HOLYSHEEP_API_KEY = os.environ.get("HOLYSHEEP_API_KEY", "YOUR_HOLYSHEEP_API_KEY")
class RAGInferenceEngine:
"""Production RAG inference engine with HolySheep LLM backend."""
def __init__(self, api_key: str, vector_store: 'VectorStore', embeddings: 'HolySheepEmbeddings'):
self.api_key = api_key
self.vector_store = vector_store
self.embeddings = embeddings
self.session = requests.Session()
self.session.headers.update({
"Authorization": f"Bearer {self.api_key}",
"Content-Type": "application/json"
})
def build_prompt(self, query: str, contexts: List[Dict],
system_prompt: str = None) -> Dict[str, str]:
"""Assemble a RAG-optimized prompt with retrieved context."""
if system_prompt is None:
system_prompt = """You are an expert knowledge base assistant.

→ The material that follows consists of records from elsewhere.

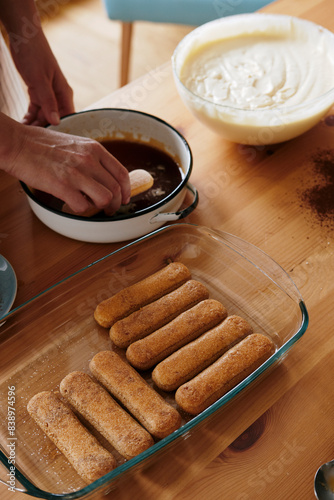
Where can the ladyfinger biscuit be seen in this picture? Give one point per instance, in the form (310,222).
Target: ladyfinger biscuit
(141,293)
(140,181)
(224,374)
(149,318)
(59,423)
(192,358)
(95,404)
(152,411)
(147,352)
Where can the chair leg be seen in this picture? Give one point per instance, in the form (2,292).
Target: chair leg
(125,52)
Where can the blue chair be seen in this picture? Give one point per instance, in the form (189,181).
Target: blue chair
(187,12)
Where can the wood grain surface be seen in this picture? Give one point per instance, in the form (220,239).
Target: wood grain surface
(269,442)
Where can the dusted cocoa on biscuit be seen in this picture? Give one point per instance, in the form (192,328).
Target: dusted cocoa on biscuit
(224,374)
(96,405)
(147,352)
(143,402)
(82,450)
(141,293)
(141,323)
(191,359)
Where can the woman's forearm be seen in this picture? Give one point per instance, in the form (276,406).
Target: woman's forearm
(20,18)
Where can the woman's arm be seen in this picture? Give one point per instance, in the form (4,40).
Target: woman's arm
(50,94)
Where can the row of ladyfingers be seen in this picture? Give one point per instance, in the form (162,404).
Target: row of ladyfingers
(166,321)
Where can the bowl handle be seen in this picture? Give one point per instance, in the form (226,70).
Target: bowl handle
(180,214)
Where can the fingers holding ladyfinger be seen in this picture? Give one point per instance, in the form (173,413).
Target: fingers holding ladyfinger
(140,181)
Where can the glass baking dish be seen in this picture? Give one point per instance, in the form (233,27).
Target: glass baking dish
(55,333)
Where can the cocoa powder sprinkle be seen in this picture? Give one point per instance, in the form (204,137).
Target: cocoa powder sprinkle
(320,197)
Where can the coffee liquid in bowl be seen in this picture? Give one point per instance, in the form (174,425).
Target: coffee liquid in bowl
(133,155)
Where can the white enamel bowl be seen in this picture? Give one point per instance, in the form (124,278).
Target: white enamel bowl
(259,126)
(112,123)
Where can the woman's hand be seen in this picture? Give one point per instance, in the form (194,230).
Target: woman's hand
(79,171)
(50,95)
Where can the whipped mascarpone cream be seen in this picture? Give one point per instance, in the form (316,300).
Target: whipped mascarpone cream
(259,71)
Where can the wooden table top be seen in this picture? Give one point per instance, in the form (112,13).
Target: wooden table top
(268,443)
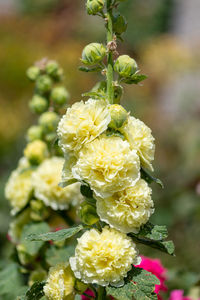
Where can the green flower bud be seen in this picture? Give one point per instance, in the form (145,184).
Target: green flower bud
(37,275)
(88,214)
(118,91)
(39,211)
(125,66)
(59,95)
(80,287)
(93,53)
(43,84)
(119,24)
(33,73)
(49,121)
(94,6)
(36,152)
(23,256)
(34,133)
(118,116)
(53,70)
(38,104)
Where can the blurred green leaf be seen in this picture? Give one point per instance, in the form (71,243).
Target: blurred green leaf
(139,285)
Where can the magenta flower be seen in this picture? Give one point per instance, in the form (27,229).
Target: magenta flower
(178,295)
(155,267)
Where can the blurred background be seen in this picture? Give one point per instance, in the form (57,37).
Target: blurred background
(164,38)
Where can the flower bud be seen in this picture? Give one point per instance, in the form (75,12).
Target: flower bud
(38,104)
(23,256)
(39,211)
(49,121)
(94,6)
(43,84)
(53,70)
(36,152)
(34,133)
(59,95)
(119,24)
(118,91)
(125,66)
(37,275)
(80,287)
(118,116)
(88,214)
(33,73)
(93,53)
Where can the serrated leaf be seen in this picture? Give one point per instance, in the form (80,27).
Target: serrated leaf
(11,282)
(35,292)
(60,235)
(32,248)
(139,285)
(89,70)
(148,178)
(135,79)
(56,255)
(153,232)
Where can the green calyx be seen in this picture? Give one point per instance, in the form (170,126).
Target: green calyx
(60,95)
(125,66)
(94,6)
(119,24)
(38,104)
(93,54)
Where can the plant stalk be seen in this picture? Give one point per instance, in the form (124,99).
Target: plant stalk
(110,90)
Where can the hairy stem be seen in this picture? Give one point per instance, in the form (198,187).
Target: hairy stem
(110,91)
(101,293)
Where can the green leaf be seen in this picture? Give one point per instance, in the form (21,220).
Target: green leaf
(153,232)
(35,292)
(148,178)
(89,70)
(139,285)
(86,190)
(135,79)
(32,248)
(56,255)
(11,282)
(55,236)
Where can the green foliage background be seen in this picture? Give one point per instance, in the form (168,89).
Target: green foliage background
(59,30)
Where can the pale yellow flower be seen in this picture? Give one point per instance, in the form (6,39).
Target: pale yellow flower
(82,123)
(140,138)
(36,151)
(19,188)
(108,165)
(104,257)
(129,209)
(60,283)
(45,182)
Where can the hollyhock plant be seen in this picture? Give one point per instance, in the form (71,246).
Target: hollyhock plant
(155,267)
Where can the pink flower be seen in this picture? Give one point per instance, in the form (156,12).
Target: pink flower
(155,267)
(178,295)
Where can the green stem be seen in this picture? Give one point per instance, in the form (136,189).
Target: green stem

Answer user questions based ONLY on the provided context. If the answer cannot be
found in the context, say "I don't have enough information to answer this question."
Always cite your sources using [Source: filename] notation."""
context_text = "\n\n".join([
f"[Source: {ctx['source']}] {ctx['text']}"
for ctx in contexts
])
user_prompt = f"""Context:
{context_text}
Question: {query}
Answer:"""
return {"system": system_prompt, "user": user_prompt}
def query(self, user_query: str, model: str = "deepseek-v3.2",
top_k: int = 5, max_tokens: int = 500, temperature: float = 0.3) -> Dict:
"""Execute a full RAG query with context retrieval and LLM inference."""
# Step 1: Embed the user query
query_vector = self.embeddings.embed_query(user_query)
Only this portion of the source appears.